Mr. Polagye and his colleagues monitor the project in order to devise ways to best site tidal turbines. For two years, they have been measuring currents continuously at the site, using a monitoring tripod that tracks water quality, ambient noise, currents, temperature and salinity. The instrument also records marine mammal calls and electronic tags on passing fish.
So far, the data shows the Admiralty Inlet is well-suited for a tidal energy installation. Once the turbines are in the water, researchers will monitor their environmental effects.
Meanwhile, Teymour Javaherchi, a mechanical engineering doctoral student at the university developed models stimulating the possible environmental effects of tidal turbines, which can be vital for the development of tidal energy technology.
“We are aware that the limiting factor for the development of these technologies is the perception by the public that they might have a big environmental impact,” said Alberto Alised, an assistant professor of mechanical engineering.
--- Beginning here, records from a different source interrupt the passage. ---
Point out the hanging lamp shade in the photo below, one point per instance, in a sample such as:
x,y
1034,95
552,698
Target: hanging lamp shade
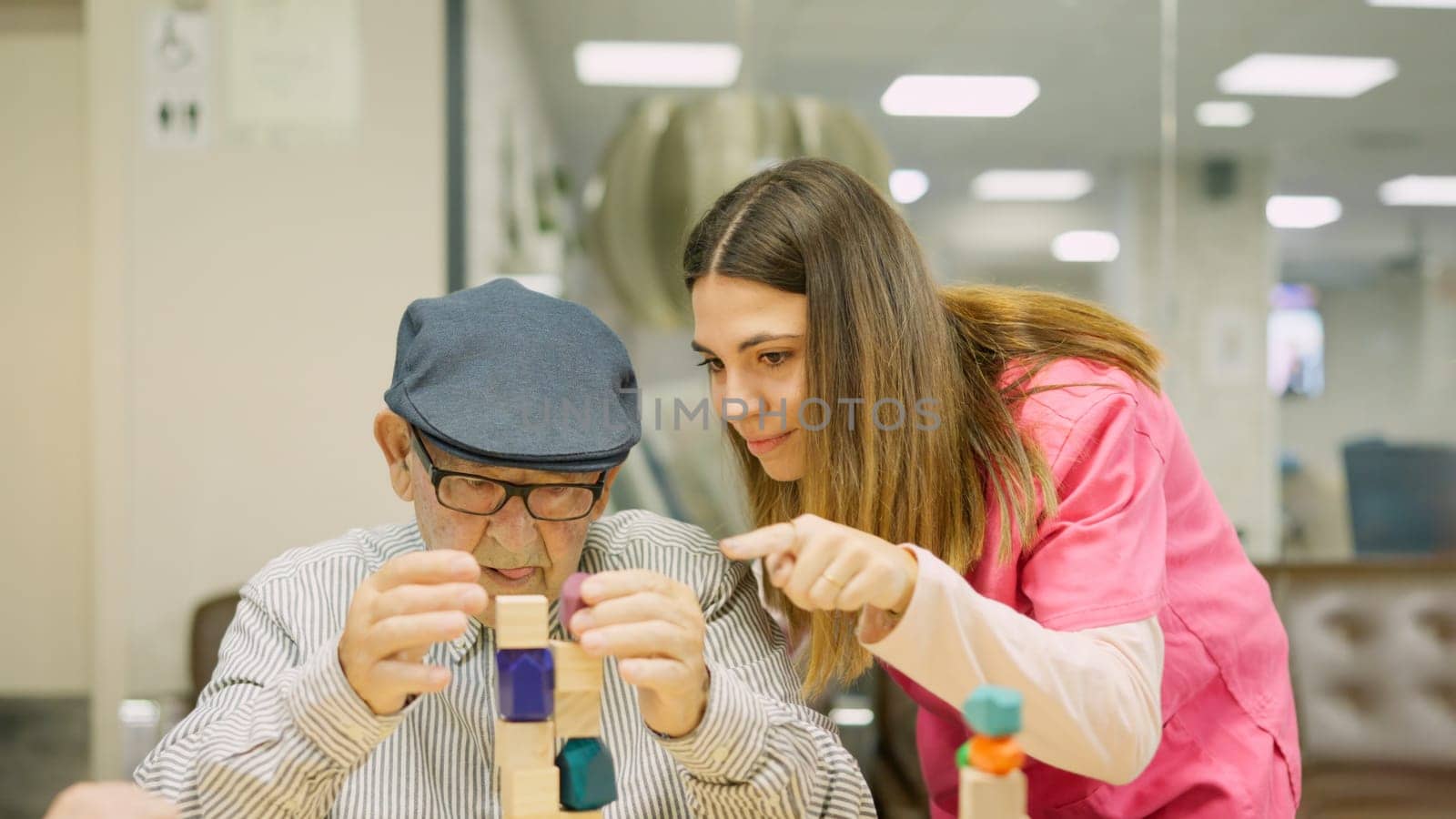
x,y
674,157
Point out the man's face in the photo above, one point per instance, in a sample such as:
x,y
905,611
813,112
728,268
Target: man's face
x,y
517,552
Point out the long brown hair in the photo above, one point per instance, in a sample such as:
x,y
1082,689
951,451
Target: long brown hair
x,y
878,327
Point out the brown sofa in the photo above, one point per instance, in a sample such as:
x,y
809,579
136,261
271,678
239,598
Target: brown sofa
x,y
1373,663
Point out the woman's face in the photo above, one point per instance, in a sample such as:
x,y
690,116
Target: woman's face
x,y
752,339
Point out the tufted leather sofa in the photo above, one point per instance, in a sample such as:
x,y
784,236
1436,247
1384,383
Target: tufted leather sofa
x,y
1373,665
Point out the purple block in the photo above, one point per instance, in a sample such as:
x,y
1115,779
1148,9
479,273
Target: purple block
x,y
571,599
526,683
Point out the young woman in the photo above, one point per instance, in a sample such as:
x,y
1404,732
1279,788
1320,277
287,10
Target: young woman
x,y
979,486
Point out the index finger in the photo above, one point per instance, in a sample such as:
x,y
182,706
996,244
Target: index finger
x,y
761,542
609,584
430,566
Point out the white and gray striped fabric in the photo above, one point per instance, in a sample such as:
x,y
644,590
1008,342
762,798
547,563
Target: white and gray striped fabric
x,y
278,732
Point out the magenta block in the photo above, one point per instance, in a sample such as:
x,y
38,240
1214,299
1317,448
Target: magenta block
x,y
526,683
571,599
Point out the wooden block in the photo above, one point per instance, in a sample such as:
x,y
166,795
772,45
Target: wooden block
x,y
574,669
579,713
524,745
521,622
531,793
990,796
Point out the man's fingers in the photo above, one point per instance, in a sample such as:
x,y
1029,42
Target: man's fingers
x,y
761,542
632,608
402,680
468,598
609,584
654,639
414,632
430,566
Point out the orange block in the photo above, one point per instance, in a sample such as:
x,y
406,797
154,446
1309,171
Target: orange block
x,y
996,753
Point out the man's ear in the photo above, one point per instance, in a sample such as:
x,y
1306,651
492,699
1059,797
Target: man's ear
x,y
606,491
392,435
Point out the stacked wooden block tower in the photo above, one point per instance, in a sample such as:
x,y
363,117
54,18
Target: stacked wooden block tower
x,y
992,782
548,690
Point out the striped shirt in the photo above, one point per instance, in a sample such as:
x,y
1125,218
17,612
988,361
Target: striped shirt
x,y
280,732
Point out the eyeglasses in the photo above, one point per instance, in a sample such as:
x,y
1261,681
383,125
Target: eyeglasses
x,y
475,494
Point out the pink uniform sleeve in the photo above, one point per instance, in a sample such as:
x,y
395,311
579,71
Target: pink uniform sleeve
x,y
1101,559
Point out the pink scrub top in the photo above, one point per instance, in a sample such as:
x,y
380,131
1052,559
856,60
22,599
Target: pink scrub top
x,y
1140,533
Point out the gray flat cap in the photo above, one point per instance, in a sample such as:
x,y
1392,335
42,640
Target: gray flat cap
x,y
506,376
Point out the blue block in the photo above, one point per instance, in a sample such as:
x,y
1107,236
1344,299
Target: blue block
x,y
587,777
526,683
994,710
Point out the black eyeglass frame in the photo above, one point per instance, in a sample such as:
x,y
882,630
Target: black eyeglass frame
x,y
511,490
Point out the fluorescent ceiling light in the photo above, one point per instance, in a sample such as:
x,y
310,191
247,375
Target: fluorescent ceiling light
x,y
1307,75
1085,247
948,95
1223,114
1414,4
659,65
1031,186
1302,212
1431,191
907,186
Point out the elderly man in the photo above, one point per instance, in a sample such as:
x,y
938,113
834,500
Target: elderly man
x,y
359,676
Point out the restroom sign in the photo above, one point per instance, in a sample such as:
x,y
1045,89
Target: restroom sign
x,y
178,56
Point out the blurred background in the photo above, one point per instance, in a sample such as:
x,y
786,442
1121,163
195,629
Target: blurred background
x,y
213,213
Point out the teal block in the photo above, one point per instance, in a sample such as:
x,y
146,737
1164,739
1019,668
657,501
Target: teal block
x,y
994,710
587,775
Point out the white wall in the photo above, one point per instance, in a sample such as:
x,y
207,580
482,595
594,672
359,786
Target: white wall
x,y
245,305
506,116
46,486
1390,370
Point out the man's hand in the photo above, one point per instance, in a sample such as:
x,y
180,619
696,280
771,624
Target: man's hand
x,y
654,627
412,602
109,800
827,566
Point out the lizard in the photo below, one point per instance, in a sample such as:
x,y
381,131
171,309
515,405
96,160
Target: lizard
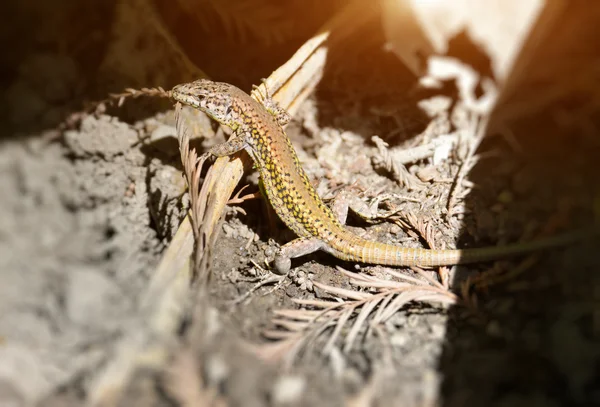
x,y
257,128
Mr. Javaherchi explained that one of his models shows pressure changes that occur when fish swim past tidal power turbines. The models use windmill-style turbines that spin in fast-moving tidal channels, creating a low pressure region on one side of the blade. A fish swimming past the turbine will be pulled along with the current to avoid hitting the blade, but it might experience a sudden change in pressure.
The model shows these pressure changes would occur in less than 0.2 seconds, which could be too fast for the fish to adapt. If this pressure change happens too quickly, the fish would be unable to control their buoyancy and would either sink or float. This would disorient them and make them vulnerable to predators.
The existing models use the blade geometry from a wind turbine so it is too early to say whether tidal turbines could harm fish in this way. However, this highlights a consideration that tidal turbine manufacturers should design around.
Another model looked at whether changes in speed of water flow could affect the sedimentation in tidal channel. Scientists once thought that slower water speeds behind a turbine would allow more particles to sink to the bottom rather than be carried along by the current.
The model suggests that this is the case, especially for mid-sized particles. This would mean the rocky bottoms near a tidal turbine might become sandier, affecting marine life.
Scientists suggest that further research must be done to determine which tidal turbine design can extract a reasonable amount of energy while minimizing such environmental effects such as fish kill and excessive sedimentation.